The project has some critics. Some bloggers laughed at the idea of teens resisting fake advances from virtual boys, while others questioned such use of taxpayer dollars. One Latina blogger called it “bogus abstinence-only tactics” because it would not teach specific safe-sex approaches.

But Silvia Henriquez, executive director of the National Latina Institute for Reproductive Health, an advocacy group in New York City, said the game could be helpful.
“Role-playing exercises can be empowering, but only if they are paired with comprehensive sex education and other tools that help young teens overcome barriers to reproductive health,” Henriquez said. She hopes the program “avoids the pitfalls of abstinence-only programs that promote a religious and social agenda.”
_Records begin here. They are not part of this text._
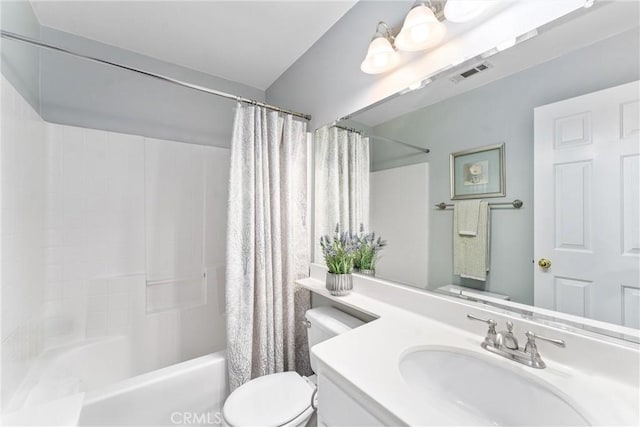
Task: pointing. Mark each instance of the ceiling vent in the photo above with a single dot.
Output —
(457, 78)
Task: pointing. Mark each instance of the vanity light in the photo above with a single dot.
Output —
(465, 10)
(420, 30)
(382, 55)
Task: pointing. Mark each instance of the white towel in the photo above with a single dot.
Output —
(471, 253)
(468, 214)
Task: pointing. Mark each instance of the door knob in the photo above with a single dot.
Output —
(544, 263)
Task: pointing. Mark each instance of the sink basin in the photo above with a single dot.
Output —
(476, 390)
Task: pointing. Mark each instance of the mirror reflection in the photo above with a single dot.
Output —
(551, 123)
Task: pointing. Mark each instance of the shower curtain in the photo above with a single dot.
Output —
(341, 182)
(267, 246)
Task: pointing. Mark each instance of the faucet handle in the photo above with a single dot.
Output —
(492, 323)
(490, 338)
(509, 326)
(532, 336)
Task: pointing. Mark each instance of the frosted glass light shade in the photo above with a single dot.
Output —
(381, 57)
(420, 30)
(465, 10)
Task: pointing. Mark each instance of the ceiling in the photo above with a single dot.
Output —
(250, 42)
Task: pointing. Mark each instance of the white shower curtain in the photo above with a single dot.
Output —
(267, 245)
(341, 182)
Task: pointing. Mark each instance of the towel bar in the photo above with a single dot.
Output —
(516, 204)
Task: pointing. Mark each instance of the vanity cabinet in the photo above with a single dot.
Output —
(336, 407)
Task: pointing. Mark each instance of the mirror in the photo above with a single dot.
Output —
(571, 204)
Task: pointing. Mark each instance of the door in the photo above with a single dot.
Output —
(587, 205)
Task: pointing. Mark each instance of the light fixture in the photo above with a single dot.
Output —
(382, 55)
(420, 30)
(418, 85)
(465, 10)
(506, 44)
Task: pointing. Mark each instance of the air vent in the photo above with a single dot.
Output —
(471, 72)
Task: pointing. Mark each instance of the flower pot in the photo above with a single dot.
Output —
(339, 284)
(369, 272)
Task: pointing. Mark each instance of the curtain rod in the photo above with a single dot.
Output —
(395, 141)
(23, 39)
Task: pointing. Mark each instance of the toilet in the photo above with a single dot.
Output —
(285, 399)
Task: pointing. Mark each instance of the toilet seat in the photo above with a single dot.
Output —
(275, 400)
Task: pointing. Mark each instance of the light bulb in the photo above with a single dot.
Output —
(380, 60)
(381, 56)
(465, 10)
(420, 30)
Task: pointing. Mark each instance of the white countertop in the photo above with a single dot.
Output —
(367, 359)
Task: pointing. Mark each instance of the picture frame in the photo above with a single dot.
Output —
(478, 173)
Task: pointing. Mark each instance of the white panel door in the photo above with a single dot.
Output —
(587, 205)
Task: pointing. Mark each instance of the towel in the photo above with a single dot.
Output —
(471, 252)
(468, 213)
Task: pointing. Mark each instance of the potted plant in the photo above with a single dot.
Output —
(339, 253)
(367, 251)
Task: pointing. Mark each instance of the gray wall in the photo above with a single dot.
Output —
(326, 81)
(21, 63)
(82, 93)
(502, 111)
(77, 92)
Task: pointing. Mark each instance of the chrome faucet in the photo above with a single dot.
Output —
(504, 343)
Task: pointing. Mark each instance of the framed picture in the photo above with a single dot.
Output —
(478, 173)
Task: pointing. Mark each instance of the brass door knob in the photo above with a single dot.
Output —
(544, 263)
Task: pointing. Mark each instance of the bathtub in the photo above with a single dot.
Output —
(92, 384)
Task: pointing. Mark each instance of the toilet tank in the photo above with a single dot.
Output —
(327, 322)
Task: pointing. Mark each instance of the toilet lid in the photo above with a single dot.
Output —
(269, 401)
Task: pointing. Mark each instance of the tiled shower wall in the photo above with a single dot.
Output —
(108, 226)
(22, 236)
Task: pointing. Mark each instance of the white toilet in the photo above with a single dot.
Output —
(284, 399)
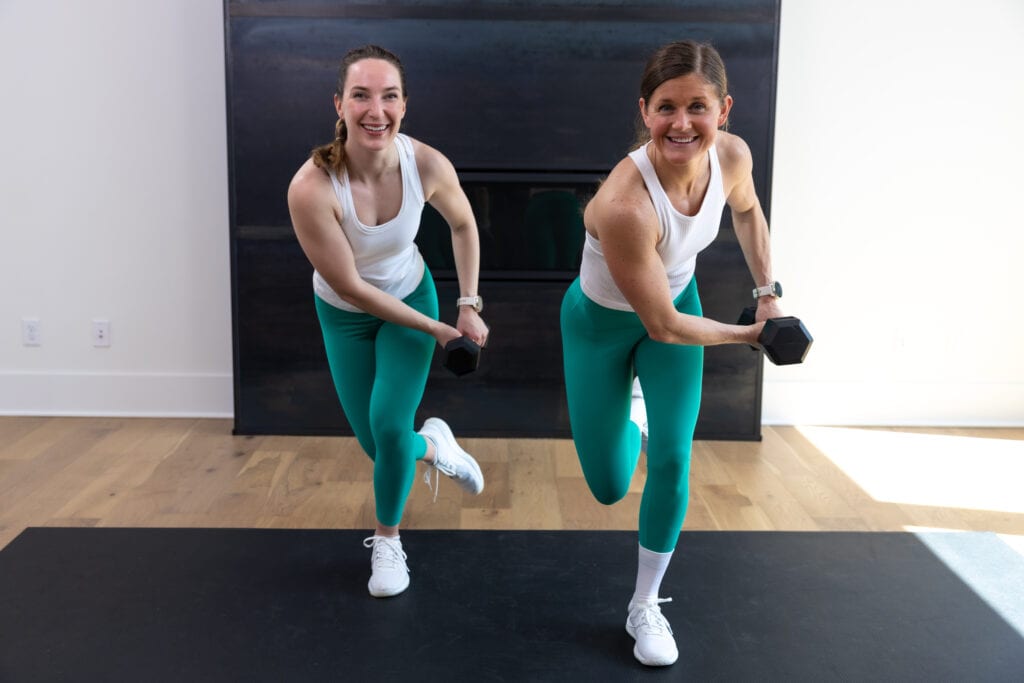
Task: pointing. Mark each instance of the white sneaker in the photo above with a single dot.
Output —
(654, 646)
(390, 574)
(638, 413)
(450, 459)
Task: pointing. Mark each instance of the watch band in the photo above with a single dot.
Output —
(771, 289)
(476, 302)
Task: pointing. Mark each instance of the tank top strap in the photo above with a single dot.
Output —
(410, 171)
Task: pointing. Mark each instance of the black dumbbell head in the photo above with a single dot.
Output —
(462, 355)
(785, 340)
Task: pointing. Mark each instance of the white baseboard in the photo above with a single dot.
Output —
(118, 394)
(893, 403)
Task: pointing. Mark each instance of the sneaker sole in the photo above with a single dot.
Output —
(446, 434)
(390, 593)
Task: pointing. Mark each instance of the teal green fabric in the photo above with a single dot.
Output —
(603, 349)
(380, 372)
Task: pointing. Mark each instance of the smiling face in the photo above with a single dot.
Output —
(373, 102)
(683, 116)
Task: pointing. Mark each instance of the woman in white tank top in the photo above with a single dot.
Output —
(635, 312)
(355, 206)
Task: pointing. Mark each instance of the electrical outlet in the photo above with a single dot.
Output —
(100, 333)
(31, 332)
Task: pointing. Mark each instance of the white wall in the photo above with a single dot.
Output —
(897, 168)
(897, 175)
(114, 205)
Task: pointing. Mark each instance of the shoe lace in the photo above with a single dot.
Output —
(387, 552)
(435, 469)
(648, 617)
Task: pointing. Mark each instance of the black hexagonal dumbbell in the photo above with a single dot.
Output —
(785, 341)
(462, 355)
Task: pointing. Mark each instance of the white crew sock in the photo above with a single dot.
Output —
(650, 570)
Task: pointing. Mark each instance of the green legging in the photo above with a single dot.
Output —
(380, 371)
(602, 350)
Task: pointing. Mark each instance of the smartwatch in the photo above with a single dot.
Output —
(476, 302)
(771, 289)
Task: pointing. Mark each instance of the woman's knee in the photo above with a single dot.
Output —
(393, 442)
(671, 474)
(607, 487)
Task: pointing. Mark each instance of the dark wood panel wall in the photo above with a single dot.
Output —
(534, 102)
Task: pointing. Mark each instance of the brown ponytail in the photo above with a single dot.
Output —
(331, 157)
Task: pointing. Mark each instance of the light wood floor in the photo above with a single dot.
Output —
(188, 472)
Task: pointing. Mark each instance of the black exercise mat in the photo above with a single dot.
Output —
(133, 604)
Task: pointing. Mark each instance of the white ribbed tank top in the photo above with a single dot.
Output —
(385, 255)
(682, 237)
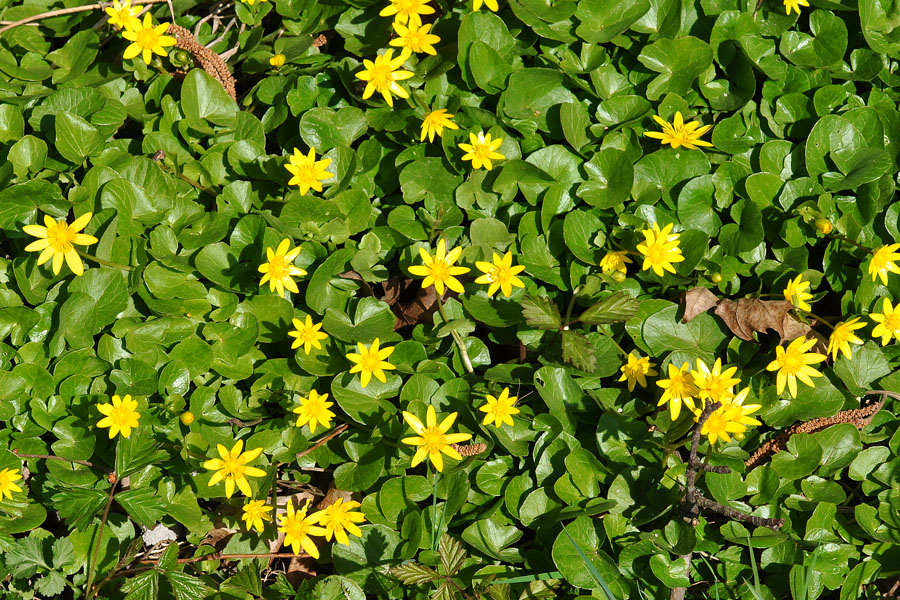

The project is in its early stages, but Norris already has a team of professionals and students from UCF’s Institute for Simulation and Training working with her. Besides the two apprentices, the team has gotten feedback from Hispanic middle school students from the summer After-School All-Stars Program at Stonewall Jackson Middle School in east Orlando.
The game will take shape over the next two years. The whole idea is to teach without preaching, said Jeff Wirth, director of the UCF Interactive Performance Lab.
“I believe in the power of play,” Wirth said. “That is how we learn as human beings, and this kind of experience allows someone to play, which is fun, and as a result to learn without feeling pressured.”
Twins Valentina and Veronica Eslava, both 11, whose parents are Colombian immigrants, are in the game’s target group. The sixth-graders at Jackson Middle School in east Orlando were among the girls in focus groups who got to see a test version. They think the game could be fun.
Veronica sums up what they got from the experience: “Think before you do something.”